An increased access to technology also occurs around the time children enter primary school grades. Teachers use technology to facilitate learning, but some also see the impact technology for personal use (i.e., cell phones) has on children in the classroom. Bethany Austin is a fifth grade teacher in Texas who utilizes the latest technology when teaching her students. "We live in a technology driven world and we are doing a disservice to our kids if we aren't teaching them the tools of the world," she tells me. While she views integrating technology into the learning process as "crucial" she also acknowledges that stress from social media use outside of school has an impact on kids today. "Students chatting while playing Fortnite and Snapchat at home can spill over into the classroom and interfere with their learning," she says.

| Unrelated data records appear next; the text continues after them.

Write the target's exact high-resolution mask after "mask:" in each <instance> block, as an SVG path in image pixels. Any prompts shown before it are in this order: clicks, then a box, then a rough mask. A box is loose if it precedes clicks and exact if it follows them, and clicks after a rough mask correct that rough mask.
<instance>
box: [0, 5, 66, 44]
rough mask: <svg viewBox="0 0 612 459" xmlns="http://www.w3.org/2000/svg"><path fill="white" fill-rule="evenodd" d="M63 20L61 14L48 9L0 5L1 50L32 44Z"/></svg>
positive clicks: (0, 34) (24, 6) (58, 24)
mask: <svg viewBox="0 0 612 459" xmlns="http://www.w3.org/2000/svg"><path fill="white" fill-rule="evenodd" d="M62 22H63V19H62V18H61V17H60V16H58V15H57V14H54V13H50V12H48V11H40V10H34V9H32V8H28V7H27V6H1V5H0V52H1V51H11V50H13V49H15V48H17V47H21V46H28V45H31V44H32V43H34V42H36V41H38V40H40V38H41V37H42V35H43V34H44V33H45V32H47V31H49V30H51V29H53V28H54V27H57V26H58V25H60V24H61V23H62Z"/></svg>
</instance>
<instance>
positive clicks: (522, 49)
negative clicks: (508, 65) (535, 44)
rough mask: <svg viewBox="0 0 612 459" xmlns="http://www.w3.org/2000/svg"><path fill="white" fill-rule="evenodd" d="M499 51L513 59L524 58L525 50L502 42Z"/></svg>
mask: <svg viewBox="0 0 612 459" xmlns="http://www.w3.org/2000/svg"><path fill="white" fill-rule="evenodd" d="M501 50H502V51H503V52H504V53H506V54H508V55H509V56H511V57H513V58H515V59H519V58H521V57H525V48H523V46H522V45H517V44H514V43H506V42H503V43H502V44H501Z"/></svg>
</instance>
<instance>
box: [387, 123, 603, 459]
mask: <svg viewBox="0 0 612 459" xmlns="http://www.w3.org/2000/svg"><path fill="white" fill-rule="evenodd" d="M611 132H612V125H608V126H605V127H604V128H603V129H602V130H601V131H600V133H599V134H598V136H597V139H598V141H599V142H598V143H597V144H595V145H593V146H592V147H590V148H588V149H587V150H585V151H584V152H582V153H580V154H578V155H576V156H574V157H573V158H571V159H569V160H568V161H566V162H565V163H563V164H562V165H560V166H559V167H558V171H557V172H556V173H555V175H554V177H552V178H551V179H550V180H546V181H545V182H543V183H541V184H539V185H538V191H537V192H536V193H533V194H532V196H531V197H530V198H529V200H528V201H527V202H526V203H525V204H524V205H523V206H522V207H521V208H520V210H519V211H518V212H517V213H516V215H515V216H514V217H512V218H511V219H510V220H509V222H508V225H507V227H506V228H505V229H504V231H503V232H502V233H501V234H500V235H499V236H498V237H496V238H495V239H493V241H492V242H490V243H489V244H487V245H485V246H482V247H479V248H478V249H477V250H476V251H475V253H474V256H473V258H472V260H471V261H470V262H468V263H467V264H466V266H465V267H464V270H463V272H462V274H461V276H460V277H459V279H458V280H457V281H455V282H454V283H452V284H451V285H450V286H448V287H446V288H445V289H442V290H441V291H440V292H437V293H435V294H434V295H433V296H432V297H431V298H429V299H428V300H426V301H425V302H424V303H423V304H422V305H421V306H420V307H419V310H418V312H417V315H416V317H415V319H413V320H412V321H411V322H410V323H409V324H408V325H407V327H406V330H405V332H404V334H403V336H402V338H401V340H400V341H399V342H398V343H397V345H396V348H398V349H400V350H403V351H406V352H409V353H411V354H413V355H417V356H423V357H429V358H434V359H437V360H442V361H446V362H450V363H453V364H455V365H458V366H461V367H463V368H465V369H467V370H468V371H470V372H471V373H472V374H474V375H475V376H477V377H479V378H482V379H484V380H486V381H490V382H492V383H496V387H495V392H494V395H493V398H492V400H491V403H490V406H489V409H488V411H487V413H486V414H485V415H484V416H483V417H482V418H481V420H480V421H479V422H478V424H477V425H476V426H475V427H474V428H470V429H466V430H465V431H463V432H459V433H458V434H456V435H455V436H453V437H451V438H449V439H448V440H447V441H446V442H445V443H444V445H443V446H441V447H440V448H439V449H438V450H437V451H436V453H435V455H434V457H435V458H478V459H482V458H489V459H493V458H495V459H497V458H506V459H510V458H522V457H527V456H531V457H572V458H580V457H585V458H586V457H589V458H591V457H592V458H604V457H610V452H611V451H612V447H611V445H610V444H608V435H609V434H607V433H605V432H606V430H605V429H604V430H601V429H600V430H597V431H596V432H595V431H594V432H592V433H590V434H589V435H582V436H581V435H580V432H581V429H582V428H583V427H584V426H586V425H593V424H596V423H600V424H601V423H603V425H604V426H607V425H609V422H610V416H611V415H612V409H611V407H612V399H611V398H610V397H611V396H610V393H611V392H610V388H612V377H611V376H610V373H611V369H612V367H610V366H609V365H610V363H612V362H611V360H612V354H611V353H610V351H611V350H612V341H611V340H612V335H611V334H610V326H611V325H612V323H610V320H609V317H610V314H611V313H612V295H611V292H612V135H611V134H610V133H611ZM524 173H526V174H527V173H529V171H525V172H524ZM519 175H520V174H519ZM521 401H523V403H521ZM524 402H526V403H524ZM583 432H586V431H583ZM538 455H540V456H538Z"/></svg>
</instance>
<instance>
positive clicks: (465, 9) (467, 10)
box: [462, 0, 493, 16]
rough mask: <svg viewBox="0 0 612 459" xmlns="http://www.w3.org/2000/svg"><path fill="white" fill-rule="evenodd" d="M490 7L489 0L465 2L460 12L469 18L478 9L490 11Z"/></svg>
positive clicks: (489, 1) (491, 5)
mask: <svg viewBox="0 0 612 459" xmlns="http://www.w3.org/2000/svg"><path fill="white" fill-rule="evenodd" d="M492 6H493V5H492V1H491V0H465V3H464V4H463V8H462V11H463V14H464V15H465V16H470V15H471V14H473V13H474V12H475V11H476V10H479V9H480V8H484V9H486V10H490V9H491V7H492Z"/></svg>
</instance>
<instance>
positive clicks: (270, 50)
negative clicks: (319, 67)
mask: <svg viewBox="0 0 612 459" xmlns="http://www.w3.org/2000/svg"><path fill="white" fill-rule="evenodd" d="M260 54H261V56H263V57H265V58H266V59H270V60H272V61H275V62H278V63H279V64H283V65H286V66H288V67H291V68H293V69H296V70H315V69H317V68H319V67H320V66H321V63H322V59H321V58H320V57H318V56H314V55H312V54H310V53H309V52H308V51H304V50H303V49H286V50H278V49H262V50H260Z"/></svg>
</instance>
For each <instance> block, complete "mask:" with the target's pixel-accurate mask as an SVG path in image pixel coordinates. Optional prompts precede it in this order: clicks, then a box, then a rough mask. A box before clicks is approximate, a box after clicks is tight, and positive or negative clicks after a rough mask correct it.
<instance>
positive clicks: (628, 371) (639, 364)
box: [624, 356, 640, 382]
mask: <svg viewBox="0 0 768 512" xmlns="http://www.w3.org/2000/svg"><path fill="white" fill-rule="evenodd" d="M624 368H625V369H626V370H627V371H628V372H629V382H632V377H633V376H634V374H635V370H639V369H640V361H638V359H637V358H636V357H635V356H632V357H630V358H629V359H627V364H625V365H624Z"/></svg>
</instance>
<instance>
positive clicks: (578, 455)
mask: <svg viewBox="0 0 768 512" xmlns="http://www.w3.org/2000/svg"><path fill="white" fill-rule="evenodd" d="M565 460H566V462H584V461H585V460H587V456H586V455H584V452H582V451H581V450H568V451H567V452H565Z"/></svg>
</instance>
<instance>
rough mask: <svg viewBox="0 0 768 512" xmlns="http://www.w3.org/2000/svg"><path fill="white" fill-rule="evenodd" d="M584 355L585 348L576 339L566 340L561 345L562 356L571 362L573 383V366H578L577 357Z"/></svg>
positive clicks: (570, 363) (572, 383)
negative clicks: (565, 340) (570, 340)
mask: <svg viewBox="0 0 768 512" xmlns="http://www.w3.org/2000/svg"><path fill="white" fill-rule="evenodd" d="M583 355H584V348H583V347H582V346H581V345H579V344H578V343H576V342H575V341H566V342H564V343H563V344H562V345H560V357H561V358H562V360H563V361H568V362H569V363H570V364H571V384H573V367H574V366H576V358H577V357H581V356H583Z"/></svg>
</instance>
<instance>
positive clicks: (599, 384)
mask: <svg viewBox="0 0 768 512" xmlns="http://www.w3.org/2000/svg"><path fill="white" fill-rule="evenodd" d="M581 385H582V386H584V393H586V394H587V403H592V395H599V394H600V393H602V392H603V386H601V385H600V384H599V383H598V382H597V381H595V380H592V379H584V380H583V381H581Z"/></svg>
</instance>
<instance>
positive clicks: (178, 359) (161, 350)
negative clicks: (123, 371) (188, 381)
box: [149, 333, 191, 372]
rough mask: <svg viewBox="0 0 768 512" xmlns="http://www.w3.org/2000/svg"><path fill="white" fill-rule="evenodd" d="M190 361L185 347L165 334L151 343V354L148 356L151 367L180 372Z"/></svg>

Although technology is a necessary part of society today, Dr. Smerling explains why technology may be distracting for children and cause an increase in anxious tendencies. "Modern technology is overwhelming, and it creates anxiety in the most healthy of adults, so it certainly does for children. There's distraction, a lot of bright colors and fast moving objects, and that doesn't appeal to having thought about much of anything," she says.
When anxious feelings occur in children, they can cause an onslaught of problems that manifest in both psychological and physical ways. In an article for Psychology Today, Daniel P. Keating, Ph.D. explained, "We’ve known for some time that toxic stress arising from early life adversity poses a high risk for mental as well as physical health, and recent evidence shows that these risks are long lasting. Excess stress in early life — even in the womb — can 'get under the skin' to affect how the brain is wired as well as how genes are expressed."
This impacts how children behave both at home and at school. So, how do experts recommend helping kids stay carefree as long as they possibly can? One simple answer is to let them play. Seriously, just play.
Dr. Gail Gross, a human behavior, childhood, and education expert, gave this suggestion in an article she wrote for Huffington Post, "Pure play is needed to reduce stress, foster creativity and experience joy. Adults shouldn't turn play into work, and they shouldn't try to teach children during their play period." She stressed the importance of letting children experience their childhood without being rushed through it, noting that play is an integral part of that process.
I'm personally all for giving my children as much time as they need to grow up, because they have the rest of their lives to grow up and be as worried and stressed out as I usually am. Parenting is tough, but childhood doesn't have to be.